SETIAP malam Jumat Kliwon aktivitas tidak biasa kerap terlihat di Gunung Sembung, Cirebon Utara: warga berbondong-bondong datang ke Kompleks Makam Astana Gunung Jati untuk berziarah sambil berzikir di masjid Sang Saka Ratu.

Tidak sedikit dari mereka yang memanfaatkan waktu tersebut untuk mengambil air dari tujuh sumur yang tersebar di sekitar kompleks. Namun ada pula yang memilih berdiam di area makam para tokoh pendiri Cirebon yang dimakamkan di sana, salah satunya Sunan Gunung Jati.

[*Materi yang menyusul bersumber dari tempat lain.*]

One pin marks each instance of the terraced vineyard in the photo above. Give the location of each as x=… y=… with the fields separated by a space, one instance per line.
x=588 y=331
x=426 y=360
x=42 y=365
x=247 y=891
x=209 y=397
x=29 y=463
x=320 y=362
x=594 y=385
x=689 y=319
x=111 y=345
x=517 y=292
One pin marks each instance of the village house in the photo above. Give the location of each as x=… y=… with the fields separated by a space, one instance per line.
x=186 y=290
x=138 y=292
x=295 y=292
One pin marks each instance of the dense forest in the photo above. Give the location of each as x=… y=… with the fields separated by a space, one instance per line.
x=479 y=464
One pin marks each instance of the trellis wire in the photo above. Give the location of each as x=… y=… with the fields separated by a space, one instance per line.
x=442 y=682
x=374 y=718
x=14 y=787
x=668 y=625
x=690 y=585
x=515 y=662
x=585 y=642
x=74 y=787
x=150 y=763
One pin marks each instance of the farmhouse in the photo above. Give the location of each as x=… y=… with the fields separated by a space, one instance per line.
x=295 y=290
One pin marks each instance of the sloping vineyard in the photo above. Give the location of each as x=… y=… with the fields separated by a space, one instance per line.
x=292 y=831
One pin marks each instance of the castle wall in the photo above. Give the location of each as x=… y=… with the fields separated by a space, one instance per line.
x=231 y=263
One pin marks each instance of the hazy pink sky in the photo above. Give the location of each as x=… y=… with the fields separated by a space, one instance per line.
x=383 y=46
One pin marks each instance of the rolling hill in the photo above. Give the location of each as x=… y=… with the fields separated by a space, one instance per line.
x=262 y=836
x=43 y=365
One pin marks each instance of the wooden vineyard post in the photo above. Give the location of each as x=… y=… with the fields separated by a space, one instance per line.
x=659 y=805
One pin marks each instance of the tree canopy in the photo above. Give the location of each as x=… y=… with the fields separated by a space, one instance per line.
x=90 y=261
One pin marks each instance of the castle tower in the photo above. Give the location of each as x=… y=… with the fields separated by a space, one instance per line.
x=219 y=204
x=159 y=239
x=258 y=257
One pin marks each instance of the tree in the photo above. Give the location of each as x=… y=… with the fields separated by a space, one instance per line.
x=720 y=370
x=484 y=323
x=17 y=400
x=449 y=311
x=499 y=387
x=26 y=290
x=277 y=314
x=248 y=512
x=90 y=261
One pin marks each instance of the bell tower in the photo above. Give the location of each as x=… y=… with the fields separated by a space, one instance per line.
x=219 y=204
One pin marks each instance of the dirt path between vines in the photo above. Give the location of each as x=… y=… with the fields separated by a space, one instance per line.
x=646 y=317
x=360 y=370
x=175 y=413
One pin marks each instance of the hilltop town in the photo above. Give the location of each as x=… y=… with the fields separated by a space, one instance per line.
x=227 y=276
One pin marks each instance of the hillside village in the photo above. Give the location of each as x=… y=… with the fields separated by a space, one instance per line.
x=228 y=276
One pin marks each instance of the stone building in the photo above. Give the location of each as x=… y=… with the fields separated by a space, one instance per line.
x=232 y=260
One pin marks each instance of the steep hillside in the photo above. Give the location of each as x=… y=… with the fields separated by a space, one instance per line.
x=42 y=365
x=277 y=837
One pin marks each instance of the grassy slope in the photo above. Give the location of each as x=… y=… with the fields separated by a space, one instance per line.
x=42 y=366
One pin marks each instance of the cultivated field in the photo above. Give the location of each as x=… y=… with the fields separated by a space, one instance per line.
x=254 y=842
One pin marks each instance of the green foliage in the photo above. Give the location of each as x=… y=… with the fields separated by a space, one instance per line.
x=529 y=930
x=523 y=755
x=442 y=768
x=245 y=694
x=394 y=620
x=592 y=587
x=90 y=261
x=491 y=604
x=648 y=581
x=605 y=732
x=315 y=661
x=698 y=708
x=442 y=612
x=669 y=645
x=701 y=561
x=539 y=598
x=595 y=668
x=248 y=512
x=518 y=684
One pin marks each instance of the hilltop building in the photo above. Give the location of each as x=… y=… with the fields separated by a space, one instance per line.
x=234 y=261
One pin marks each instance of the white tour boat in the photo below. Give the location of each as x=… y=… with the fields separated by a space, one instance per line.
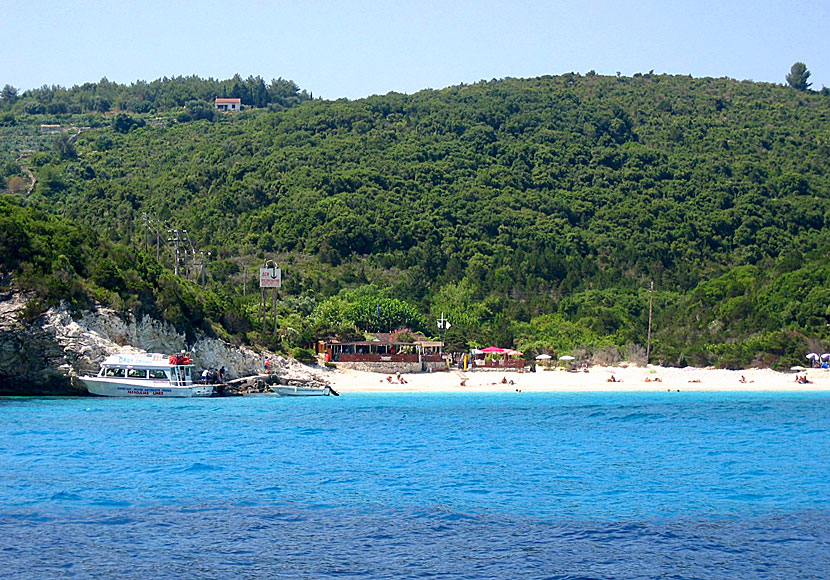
x=145 y=375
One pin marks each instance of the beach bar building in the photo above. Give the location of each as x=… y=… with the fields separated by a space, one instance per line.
x=494 y=357
x=385 y=353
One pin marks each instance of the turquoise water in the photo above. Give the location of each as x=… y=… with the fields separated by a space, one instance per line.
x=553 y=485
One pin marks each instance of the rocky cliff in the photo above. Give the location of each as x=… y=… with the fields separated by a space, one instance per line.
x=44 y=355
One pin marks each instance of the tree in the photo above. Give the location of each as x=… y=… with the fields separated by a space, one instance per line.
x=8 y=94
x=798 y=76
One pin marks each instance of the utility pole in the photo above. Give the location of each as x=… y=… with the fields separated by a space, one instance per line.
x=202 y=252
x=176 y=240
x=650 y=308
x=443 y=324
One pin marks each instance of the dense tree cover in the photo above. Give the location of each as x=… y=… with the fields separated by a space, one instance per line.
x=534 y=213
x=798 y=75
x=58 y=260
x=163 y=94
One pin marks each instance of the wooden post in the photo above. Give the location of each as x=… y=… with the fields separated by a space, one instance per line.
x=650 y=305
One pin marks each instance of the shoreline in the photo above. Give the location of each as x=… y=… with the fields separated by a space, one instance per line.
x=597 y=379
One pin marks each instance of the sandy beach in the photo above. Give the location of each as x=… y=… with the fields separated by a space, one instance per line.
x=631 y=378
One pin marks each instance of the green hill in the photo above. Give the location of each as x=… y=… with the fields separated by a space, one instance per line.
x=532 y=212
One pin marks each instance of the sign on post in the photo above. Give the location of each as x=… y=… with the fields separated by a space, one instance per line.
x=270 y=277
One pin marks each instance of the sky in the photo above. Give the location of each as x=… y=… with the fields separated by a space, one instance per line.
x=365 y=47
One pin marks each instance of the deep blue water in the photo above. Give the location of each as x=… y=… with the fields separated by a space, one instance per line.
x=515 y=485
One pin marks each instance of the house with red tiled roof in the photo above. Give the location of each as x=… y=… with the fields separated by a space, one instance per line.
x=228 y=104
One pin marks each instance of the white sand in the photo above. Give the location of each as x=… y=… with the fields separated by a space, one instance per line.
x=629 y=379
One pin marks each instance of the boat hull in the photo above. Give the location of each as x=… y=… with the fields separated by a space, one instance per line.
x=291 y=391
x=107 y=388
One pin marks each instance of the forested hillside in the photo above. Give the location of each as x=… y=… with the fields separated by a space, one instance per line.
x=533 y=213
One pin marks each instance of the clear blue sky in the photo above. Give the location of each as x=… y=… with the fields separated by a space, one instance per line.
x=364 y=47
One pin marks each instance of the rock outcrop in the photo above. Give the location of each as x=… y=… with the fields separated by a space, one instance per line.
x=43 y=356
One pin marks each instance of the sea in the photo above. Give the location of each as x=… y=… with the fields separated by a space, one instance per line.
x=669 y=485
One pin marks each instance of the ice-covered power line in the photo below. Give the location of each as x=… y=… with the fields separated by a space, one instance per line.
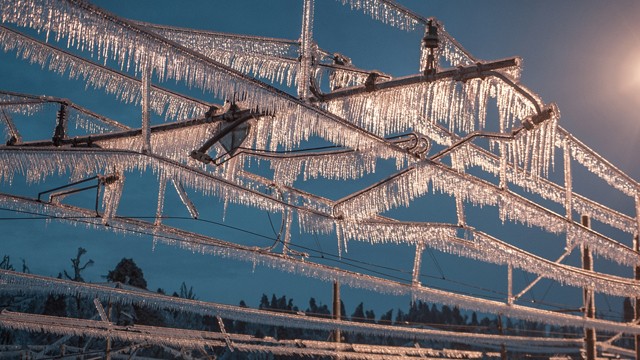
x=437 y=126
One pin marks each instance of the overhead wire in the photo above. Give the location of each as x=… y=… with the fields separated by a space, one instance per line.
x=354 y=263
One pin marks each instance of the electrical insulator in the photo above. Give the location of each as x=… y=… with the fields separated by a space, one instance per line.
x=431 y=39
x=59 y=132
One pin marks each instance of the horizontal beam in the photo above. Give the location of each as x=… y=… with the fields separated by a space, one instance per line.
x=81 y=140
x=462 y=73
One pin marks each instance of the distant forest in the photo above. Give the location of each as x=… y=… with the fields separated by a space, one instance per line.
x=418 y=314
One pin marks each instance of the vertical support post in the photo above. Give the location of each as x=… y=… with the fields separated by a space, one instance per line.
x=636 y=248
x=288 y=214
x=146 y=94
x=568 y=187
x=337 y=313
x=588 y=298
x=306 y=39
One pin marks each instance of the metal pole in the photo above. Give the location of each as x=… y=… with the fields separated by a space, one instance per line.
x=636 y=247
x=588 y=298
x=336 y=309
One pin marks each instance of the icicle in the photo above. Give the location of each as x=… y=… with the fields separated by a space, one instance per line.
x=306 y=43
x=340 y=78
x=162 y=185
x=386 y=11
x=602 y=168
x=111 y=196
x=146 y=126
x=287 y=228
x=208 y=42
x=415 y=277
x=460 y=212
x=125 y=88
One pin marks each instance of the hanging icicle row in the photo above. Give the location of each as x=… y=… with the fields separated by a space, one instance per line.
x=125 y=88
x=602 y=168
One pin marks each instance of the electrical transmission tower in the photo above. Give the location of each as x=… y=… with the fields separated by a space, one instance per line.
x=287 y=111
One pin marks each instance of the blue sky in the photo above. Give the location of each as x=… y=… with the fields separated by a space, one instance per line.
x=583 y=55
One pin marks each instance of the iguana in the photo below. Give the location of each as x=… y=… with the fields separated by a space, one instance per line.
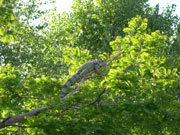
x=82 y=72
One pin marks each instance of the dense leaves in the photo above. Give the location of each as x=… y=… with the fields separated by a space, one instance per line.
x=138 y=93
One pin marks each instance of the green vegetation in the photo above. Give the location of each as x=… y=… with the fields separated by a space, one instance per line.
x=138 y=93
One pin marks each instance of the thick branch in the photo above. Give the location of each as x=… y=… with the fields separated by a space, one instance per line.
x=10 y=120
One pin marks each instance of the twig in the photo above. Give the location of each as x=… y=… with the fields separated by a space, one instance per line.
x=77 y=89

Sunan Gunung Jati, atau dikenal juga sebagai Syarif Hidayatullah adalah tokoh penegak Islam pertama di Tatar Sunda. Ia dibesarkan dan dididik di tanah Arab. Mengenal Islam dari tokoh-tokoh besar di Mekah dan Baghdad, membuat pengetahuan Islam Syarif Hidayatullah sangat mumpuni untuk disebarkan kepada masyarakat.

Advertising
Advertising

“Setelah kembali ke Mesir, Syarif Hidayatullah memutuskan untuk menyebarkan Islam di Pulau Jawa yang masih Hindu,” tulis Bambang Setia Budi dalam Masjid Kuno Cirebon.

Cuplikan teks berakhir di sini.